In this case, we're imagining that we've passed in an email and all of the email's metadata and content has just come through in a single text field. So how do we go about extracting it? Well, this is a little technique that I developed when I was faced with a similar problem to this a few weeks ago. So I'm just using a multi line text input here so that we can see the data. But you could use this if the data was coming in through an API. So if I do that and then click preview, you'll see that everything is carried across.
Using Split By
I can use the Split By to target specific parts in the data, in our large text data. So I can say from, and I can put space in. And so that's going to split the text around from colon space. And so the first bit of data is going to be blank. But the second bit of data is going to be everything from that point onwards.
So I can go item#2. But that leaves... Okay, let's prove it. Let's just test everything's working. Okay, that's going to provide me with the rest of the text expression. I can then do Split By again. And this time I can do space and I can do the arrow. Basically, what I'm looking for is something that isn't going to change. So that's going to be fixed in every time this piece of text comes through. So from is going to be a label that is going to be fixed every time. And also the formatting of the email address is going to be fixed every time. So if I want to extract the name of the sender, I can do this, which is to have the space, have the arrow, and then this time, it's splitting the message at this point. And so everything before is part one. And then everything after, or at least until we get to another triangle bracket, is one, two, three in our list. So I can just do first item. And there you go. You see, it has reliably extracted the business name or the sender name from the from field. Let's do another example.
Let's say I want to extract the order number. So again, I look for structure that's going to be consistent. So I can do split by, refer to the multi line text input and split by. Okay, and so I can be fairly confident that the hypothetical scenario here is that I want to take details from an order email that's been passed into my Bubble app, and I can assume that the order email subject line is unlikely to change, apart from the beginning bit, apart from the number, and that's the bit I want to extract. So I can go... If I wanted to really be detailed, I'm thinking of, are there possibly any scenarios where what I'm splitting by is going to appear elsewhere? But by making the split by text separator larger, I can narrow down the chance that it's going to not work. So I can go order ID, and I can even do that space and the hash. And then in this instance, I can just go item#2, and there's nothing left at all.
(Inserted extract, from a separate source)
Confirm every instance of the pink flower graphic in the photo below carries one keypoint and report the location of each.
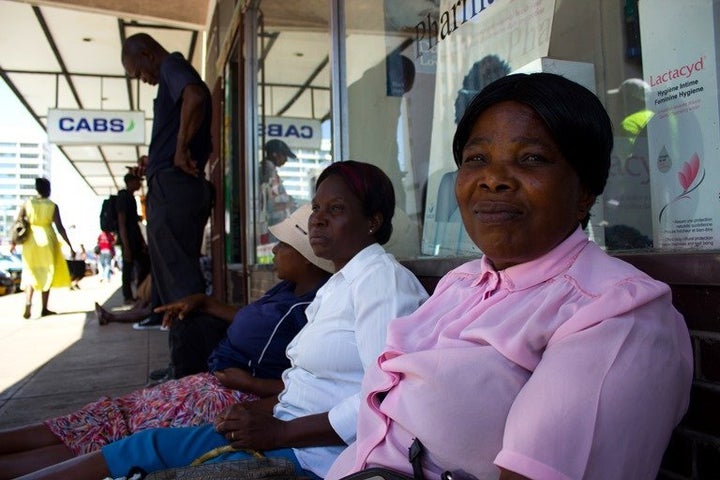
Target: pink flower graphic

Let's hit preview. Okay, so order number is what I've entered in, and it extracts the order number reliably. Let's make it a little bit more interesting as a final example.
Let's put a space in and then we can say put in a piece of text. Okay, so how now would I extract the order number? Because if I go into preview, it's going to do everything after this. And so that's why I end up with the two lines.
Well, you can split by a new line. So I'm still going to target item two because that's everything after my split by text separator. And then I can split by again. And this time I can do two line spaces. Oh, and I need to choose the first item. So I'm saying when you find two line spaces, as we've got here, go with the first item. So that's everything before the two line spaces. And there we have it.
So there's just a couple of techniques that I found to allow you to extract data from a larger volume of text and take out exactly what you need. As long as you've got those fairly consistent... They need to be 100 % consistent labels or basically locations in the text volume that you're working with in order to be able to target reliably what you're trying to extract.